The next step in creating the embeddings for the LLM is to generate the input–target pairs required for training an LLM.

In [5]:
from IPython.display import HTML

import tiktoken
from rich import print as rprint

tokenizer = tiktoken.get_encoding("gpt2")

with open("the-verdict.txt", "r", encoding="utf-8") as f:
    raw_text = f.read()

enc_text = tokenizer.encode(raw_text)
text_str = 'The total number of tokens in the training set, after applying the BPE tokenizer'
rprint(f"{text_str}: {len(enc_text)}")

display(HTML(
    """Executing this code will return 5145,
    the total number of tokens in the training set,
    after applying the BPE tokenizer."""
))

enc_sample = enc_text[50:]
rprint(f"{enc_sample[:2]}")

display(HTML(
    """One of the easiest and most intuitive ways to create 
    the input-target pairs for the next-word prediction task 
    is to create two variables, x and y, where x contains 
    the input tokens and y contains the targets, 
    which are the inputs shifted by 1:"""
))

context_size = 4
x = enc_sample[:context_size]
y = enc_sample[1 : context_size + 1]  # Shifted by 1
rprint(f"features: {x}")
rprint(f"labels: \t {y}")
rprint(f"features (decoded): {tokenizer.decode(x)}")
rprint(f"labels (decoded): \t {tokenizer.decode(y)}")

display(HTML(
    """By processing the inputs along with the targets, 
    which are the inputs shifted by one position, 
    we can create the next-word prediction tasks"""
))

# Setting up for next word prediction
for i in range(1, context_size + 1):
    context = enc_sample[:i]
    desired = enc_sample[i]
    rprint(context, "---->", desired)

# # Decoding
for i in range(1, context_size + 1):
    context = enc_sample[:i]
    desired = enc_sample[i]
    rprint(
        tokenizer.decode(context),
        "---->",
        tokenizer.decode([desired]),
    )

---

We've now created the input–target pairs that we can use for LLM training.

### Data loader

There's only one more task before we can turn the tokens into embeddings: implementing an efficient data loader that iterates over the input dataset and returns the inputs and targets as PyTorch tensors, which can be thought of as multidimensional arrays.
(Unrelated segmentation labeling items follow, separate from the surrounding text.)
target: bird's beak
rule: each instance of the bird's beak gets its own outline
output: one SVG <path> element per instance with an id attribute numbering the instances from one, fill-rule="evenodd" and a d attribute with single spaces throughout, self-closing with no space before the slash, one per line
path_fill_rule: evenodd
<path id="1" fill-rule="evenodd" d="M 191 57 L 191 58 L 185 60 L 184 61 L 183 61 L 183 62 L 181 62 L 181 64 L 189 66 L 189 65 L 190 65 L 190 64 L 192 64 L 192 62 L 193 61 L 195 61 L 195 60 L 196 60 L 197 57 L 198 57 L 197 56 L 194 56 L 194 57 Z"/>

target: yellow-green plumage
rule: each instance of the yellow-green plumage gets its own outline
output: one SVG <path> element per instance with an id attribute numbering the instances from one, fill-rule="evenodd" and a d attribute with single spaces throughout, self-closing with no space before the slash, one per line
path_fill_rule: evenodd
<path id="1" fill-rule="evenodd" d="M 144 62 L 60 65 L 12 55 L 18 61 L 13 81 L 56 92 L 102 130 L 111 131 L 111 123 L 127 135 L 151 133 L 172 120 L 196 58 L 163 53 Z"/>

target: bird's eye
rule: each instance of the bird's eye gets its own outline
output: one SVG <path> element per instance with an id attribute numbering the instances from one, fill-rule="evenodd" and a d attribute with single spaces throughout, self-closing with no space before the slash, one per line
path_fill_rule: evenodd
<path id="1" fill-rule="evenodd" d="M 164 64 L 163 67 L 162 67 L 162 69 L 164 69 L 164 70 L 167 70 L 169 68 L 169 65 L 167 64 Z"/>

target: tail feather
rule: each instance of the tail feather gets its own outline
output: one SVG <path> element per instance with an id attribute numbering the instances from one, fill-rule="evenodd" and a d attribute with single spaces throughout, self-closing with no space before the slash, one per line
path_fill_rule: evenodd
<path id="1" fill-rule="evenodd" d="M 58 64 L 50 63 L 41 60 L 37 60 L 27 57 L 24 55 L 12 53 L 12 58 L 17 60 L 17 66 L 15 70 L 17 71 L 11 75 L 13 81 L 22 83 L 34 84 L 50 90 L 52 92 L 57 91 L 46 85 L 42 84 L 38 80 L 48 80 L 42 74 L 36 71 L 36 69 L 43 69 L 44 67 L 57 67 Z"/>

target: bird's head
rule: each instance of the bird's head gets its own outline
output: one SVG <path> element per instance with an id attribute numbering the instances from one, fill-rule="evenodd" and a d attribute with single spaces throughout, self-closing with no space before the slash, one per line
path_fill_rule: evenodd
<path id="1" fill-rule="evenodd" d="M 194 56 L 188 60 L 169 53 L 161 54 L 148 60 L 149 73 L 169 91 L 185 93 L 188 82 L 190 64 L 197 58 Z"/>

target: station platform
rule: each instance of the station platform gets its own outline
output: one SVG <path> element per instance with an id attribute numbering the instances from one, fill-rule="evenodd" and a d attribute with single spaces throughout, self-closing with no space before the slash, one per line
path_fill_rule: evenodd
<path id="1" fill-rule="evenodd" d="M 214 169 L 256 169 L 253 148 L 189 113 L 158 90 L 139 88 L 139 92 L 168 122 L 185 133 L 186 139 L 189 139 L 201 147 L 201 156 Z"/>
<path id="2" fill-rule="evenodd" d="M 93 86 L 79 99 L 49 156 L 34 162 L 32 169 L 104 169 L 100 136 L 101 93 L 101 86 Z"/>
In particular, we are interested in returning two tensors:
* An input tensor containing the text that the LLM sees;
* A target tensor that includes the targets for the LLM to predict

In [6]:
import torch
from torch.utils.data import Dataset, DataLoader
import tiktoken
from rich import print as rprint


class GPTDatasetV1(Dataset):
    def __init__(self, txt, tokenizer, max_length, stride):
        self.input_ids = []
        self.target_ids = []

        token_ids = tokenizer.encode(txt)

        for i in range(
            0, len(token_ids) - max_length, stride
        ):
            input_chunk = token_ids[i : i + max_length]
            target_chunk = token_ids[
                i + 1 : i + max_length + 1
            ]
            # target_chunk = token_ids[
            #     i + stride : i + max_length + stride
            # ]
            self.input_ids.append(torch.tensor(input_chunk))
            self.target_ids.append(
                torch.tensor(target_chunk)
            )

    def __len__(self):
        return len(self.input_ids)

    def __getitem__(self, idx):
        return self.input_ids[idx], self.target_ids[idx]


def create_dataloader_v1(
    txt,
    batch_size=4,
    max_length=256,
    stride=128,
    shuffle=True,
    drop_last=True,
    num_workers=0,
):
    tokenizer = tiktoken.get_encoding("gpt2")
    dataset = GPTDatasetV1(
        txt, tokenizer, max_length, stride
    )
    dataloader = DataLoader(
        dataset,
        batch_size=batch_size,
        shuffle=shuffle,
        drop_last=drop_last,
        num_workers=num_workers,
    )

    return dataloader


with open("the-verdict.txt", "r", encoding="utf-8") as f:
    raw_text = f.read()

dataloader = create_dataloader_v1(
    raw_text,
    batch_size=1,
    max_length=4,
    stride=1,
    shuffle=False,
)


data_iter = iter(dataloader)

display(HTML(
    """Output first batch (stride=1):"""
))

inputs, targets = next(data_iter)

rprint(f"Inputs:\n {inputs}")
rprint(f"\nTargets:\n {targets}")

display(HTML(
    """Output second batch (stride=1):"""
))

second_batch = next(data_iter)
rprint(second_batch)

display(HTML(
    """A stride of 4 moves the input field by 4 positions:"""
))

dataloader = create_dataloader_v1(
    raw_text, batch_size=8, max_length=4, stride=4,
    shuffle=False
)

data_iter = iter(dataloader)
inputs, targets = next(data_iter)
rprint("Inputs:\n", inputs)
rprint("\nTargets:\n", targets)

### Create token embeddings

The last step in preparing the input text for LLM training is to convert the token IDs into embedding vectors.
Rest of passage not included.